9. Experiment VIII — Markov Chain Mixing Times

A Markov chain (ch257) converges to its stationary distribution, but how fast? The mixing time tmix(ϵ)t_{mix}(\epsilon) is the number of steps until total variation distance from stationary is below ϵ\epsilon. We measure this empirically for chains with different spectral gaps.
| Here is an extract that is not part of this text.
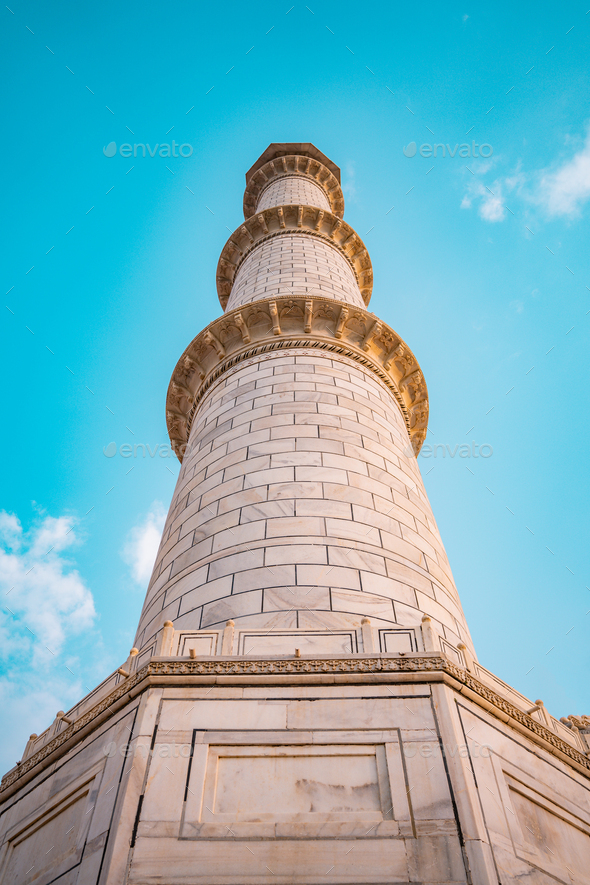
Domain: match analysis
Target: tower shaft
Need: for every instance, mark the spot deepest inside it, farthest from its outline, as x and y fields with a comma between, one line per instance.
x=299, y=510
def mixing_time_experiment(P: np.ndarray, epsilon: float = 0.01,
                            max_steps: int = 500) -> dict:
    """
    Compute empirical mixing time for transition matrix P.
    Mixing time = min t s.t. TV(pi_t, pi_stationary) < epsilon from all starting states.
    """
    n = P.shape[0]
    
    # Stationary distribution via eigenvector
    eigenvalues, eigenvectors = np.linalg.eig(P.T)
    idx = np.argmin(np.abs(eigenvalues - 1.0))
    pi = np.real(eigenvectors[:, idx])
    pi = pi / pi.sum()
    
    # Spectral gap = 1 - second largest eigenvalue magnitude
    sorted_eigs = np.sort(np.abs(np.real(eigenvalues)))[::-1]
    spectral_gap = 1 - sorted_eigs[1] if len(sorted_eigs) > 1 else 1.0
    
    # TV distance from each starting state over time
    tv_distances = []
    Pt = np.eye(n)  # P^0
    
    for t in range(max_steps):
        # Max TV over all starting states
        max_tv = 0
        for i in range(n):
            tv = 0.5 * np.sum(np.abs(Pt[i] - pi))
            max_tv = max(max_tv, tv)
        tv_distances.append(max_tv)
        if max_tv < epsilon:
            break
        Pt = Pt @ P
    
    mixing_t = next((t for t, d in enumerate(tv_distances) if d < epsilon), max_steps)
    
    return {
        'pi': pi, 'spectral_gap': spectral_gap,
        'mixing_time': mixing_t, 'tv_distances': tv_distances
    }


# Three chains: slow, medium, fast mixing
# Slow: near-cyclic structure
P_slow = np.array([
    [0.1, 0.8, 0.1],
    [0.1, 0.1, 0.8],
    [0.8, 0.1, 0.1],
])

# Fast: high self-loop probability
P_fast = np.array([
    [0.7, 0.2, 0.1],
    [0.3, 0.5, 0.2],
    [0.2, 0.3, 0.5],
])

# Very slow: nearly disconnected
P_vslow = np.array([
    [0.99, 0.005, 0.005],
    [0.005, 0.99, 0.005],
    [0.005, 0.005, 0.99],
])

chains = {'Slow (near-cyclic)': P_slow, 'Fast': P_fast, 'Very slow (almost disconnected)': P_vslow}

fig, axes = plt.subplots(1, 3, figsize=(14, 4))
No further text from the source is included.